Le jeune maître Nongying paraissait encore plus étrange. Il semblait ne pas avoir entendu Junyu l'appeler. Il la fixa longuement d'un air absent avant de pousser un soupir de soulagement et de marmonner : « C'est bien que tu ailles bien. »
Junyu demanda avec curiosité : « Monsieur, qu'est-ce qui ne va pas ? »
Après un long silence, le jeune maître Nongying reprit : « La nuit de mon arrivée à la Montagne de Feu, j'ai fait un rêve très étrange. J'ai rêvé que tu restais silencieux, sans même répondre à mes réprimandes, puis que tu disparaissais soudainement. J'ai cru qu'il t'était arrivé quelque chose… »

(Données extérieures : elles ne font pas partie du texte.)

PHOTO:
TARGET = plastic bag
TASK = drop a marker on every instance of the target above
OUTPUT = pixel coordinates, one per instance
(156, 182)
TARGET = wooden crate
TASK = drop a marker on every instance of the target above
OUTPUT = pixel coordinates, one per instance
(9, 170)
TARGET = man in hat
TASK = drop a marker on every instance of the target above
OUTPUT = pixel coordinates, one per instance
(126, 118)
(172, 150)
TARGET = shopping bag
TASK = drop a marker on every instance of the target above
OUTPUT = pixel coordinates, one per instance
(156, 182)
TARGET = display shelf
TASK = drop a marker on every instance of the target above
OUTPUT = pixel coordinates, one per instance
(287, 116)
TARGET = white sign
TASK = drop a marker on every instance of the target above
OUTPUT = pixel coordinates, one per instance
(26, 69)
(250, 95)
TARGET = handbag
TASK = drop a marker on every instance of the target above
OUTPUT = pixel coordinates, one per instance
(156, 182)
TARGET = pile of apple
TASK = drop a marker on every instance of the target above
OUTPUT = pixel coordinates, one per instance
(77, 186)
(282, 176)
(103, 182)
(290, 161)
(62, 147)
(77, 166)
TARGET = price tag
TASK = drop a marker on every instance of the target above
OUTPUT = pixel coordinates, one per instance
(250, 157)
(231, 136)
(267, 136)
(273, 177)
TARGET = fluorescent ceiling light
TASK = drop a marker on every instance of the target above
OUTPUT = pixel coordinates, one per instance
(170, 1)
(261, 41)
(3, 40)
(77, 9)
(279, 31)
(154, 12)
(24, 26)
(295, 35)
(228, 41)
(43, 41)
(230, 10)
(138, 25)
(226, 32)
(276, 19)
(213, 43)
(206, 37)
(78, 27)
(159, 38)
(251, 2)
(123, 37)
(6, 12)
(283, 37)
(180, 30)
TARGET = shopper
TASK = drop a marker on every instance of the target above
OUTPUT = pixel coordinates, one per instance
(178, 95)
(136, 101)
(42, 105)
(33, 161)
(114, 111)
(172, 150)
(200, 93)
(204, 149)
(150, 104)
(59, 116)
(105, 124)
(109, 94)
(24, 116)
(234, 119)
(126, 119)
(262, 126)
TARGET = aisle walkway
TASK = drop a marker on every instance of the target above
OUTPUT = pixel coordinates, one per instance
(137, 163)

Junyu détourna doucement le visage, au bord des larmes, une première depuis des années. Le jour où le jeune maître Nongying avait fait son rêve était la nuit même où elle avait été grièvement blessée dans le jardin Hanjing et emmenée dans une pièce secrète par Shu Zhenzhen, attendant la mort.
Pendant de nombreuses années, le jeune maître Nongying avait été pour elle comme un père, un frère, un professeur et un ami, prenant soin d'elle en tout point. Emporté par un rêve fugace, il en oublia même de chercher les matériaux nécessaires à la fabrication d'armes à feu et revint précipitamment de milliers de kilomètres.
Voyant qu'elle était saine et sauve, le jeune maître Nongying fut soulagé. Il sortit trois cartes et dit : « Ce sont les cartes que j'ai dessinées pendant mon voyage. Regardez. »
Chaque fois que le jeune maître Nongying partait en voyage, il dessinait méticuleusement une carte topographique de l'itinéraire, des centaines de fois plus détaillée que les cartes militaires officielles, et même bien supérieure aux cartes de renseignement de Dongfang Jiong du village du Phénix.
Junyu prit les cartes et les examina attentivement, ravi. Parmi les trois, outre une représentation du paysage le long de la Montagne de Feu à l'ouest, l'une était une carte topographique détaillée de la ligne reliant Mohe à la rivière Tangwang. Plusieurs lieux non nommés, absents des cartes militaires, y figuraient. Trop déserts et inconnus des populations locales, ils étaient souvent négligés, alors qu'ils constituaient précisément des positions défensives et stratégiques idéales pour les embuscades.